Moores’s strength lies in his trusting relationship with his foreman, T.K. (Rahul Bose), born in a local village but educated in English-speaking schools. T.K. is the classic man in the middle – optimistically embracing the modernization represented by Europe, while trying not to disown or dishonor the traditions of his village.
Moores’s weakness lies in his covert relationship with Sajani (Nandita Das), his housekeeper. While his wife (Jennifer Ehle) and son (Leopold Benedict) are visiting London, he has fallen in love – or perhaps only in lust – with Sajani, who is most certainly in love with him. But Sajani is married, and she will be executed if her infidelity is discovered.
This is familiar turf from any number of oft-adapted W. Somerset Maugham works, like The Letter and The Painted Veil, except that, despite Bose’s second billing, the focus is on T.K.; Moores serves more as a plot device to push T.K. into an increasingly untenable position.
The first third is frankly plodding, though the story begins to engage us by the midpoint. While there is nothing wrong with Roache’s or Das’s work, Bose’s performance gives it whatever power it has.
What is more interesting than the film itself is its history: It may feel like Maugham, but it was adapted from an episode in a 2001 Israeli anthology film. The original had to do with an Israeli farmer and his Bedouin employees. That it translates so readily to India seven decades ago says volumes.
OSS 117: Cairo, Nest of Spies. Directed by Michel Hazanavicius. Written by Jean François Halin; adaptation and dialogue by Jean François Halin and Michel Hazanavicius; based on the OSS 117 novels by Jean Bruce. With Jean Dujardin, Bérénice Béjo, Aure Atika, and Philippe Lefèbvre.

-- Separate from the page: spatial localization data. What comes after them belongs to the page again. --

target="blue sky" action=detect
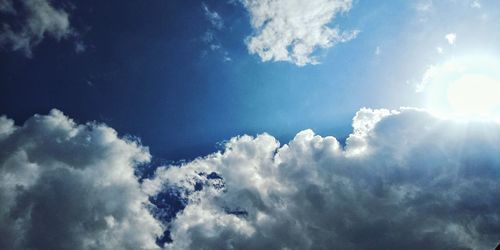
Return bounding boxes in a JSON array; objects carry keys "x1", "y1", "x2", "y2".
[
  {"x1": 2, "y1": 0, "x2": 500, "y2": 249},
  {"x1": 4, "y1": 0, "x2": 492, "y2": 160},
  {"x1": 2, "y1": 0, "x2": 499, "y2": 160}
]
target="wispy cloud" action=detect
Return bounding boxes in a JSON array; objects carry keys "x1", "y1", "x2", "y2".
[
  {"x1": 200, "y1": 2, "x2": 231, "y2": 62},
  {"x1": 202, "y1": 2, "x2": 224, "y2": 30}
]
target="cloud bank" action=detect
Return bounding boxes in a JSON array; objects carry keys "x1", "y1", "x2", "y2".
[
  {"x1": 0, "y1": 0, "x2": 73, "y2": 57},
  {"x1": 241, "y1": 0, "x2": 358, "y2": 66},
  {"x1": 0, "y1": 110, "x2": 162, "y2": 250},
  {"x1": 1, "y1": 108, "x2": 500, "y2": 249},
  {"x1": 147, "y1": 108, "x2": 500, "y2": 249}
]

Opens Friday at the Nuart.
Before the Rains. Directed by Santosh Sivan. Screenplay by Cathy Rabin; based on the film Red Roofs, part of The Desert Trilogy: Yellow Asphalt
by Dany Verete. With Linus Roache, Rahul Bose, Nandita Das, Jennifer Ehle, John Standing, and Leopold Benedict. Opens Friday at the Landmark West Los Angeles, Laemmle’s Sunset 5, Laemmle’s Playhouse 7, and Laemmle’s Fallbrook 7.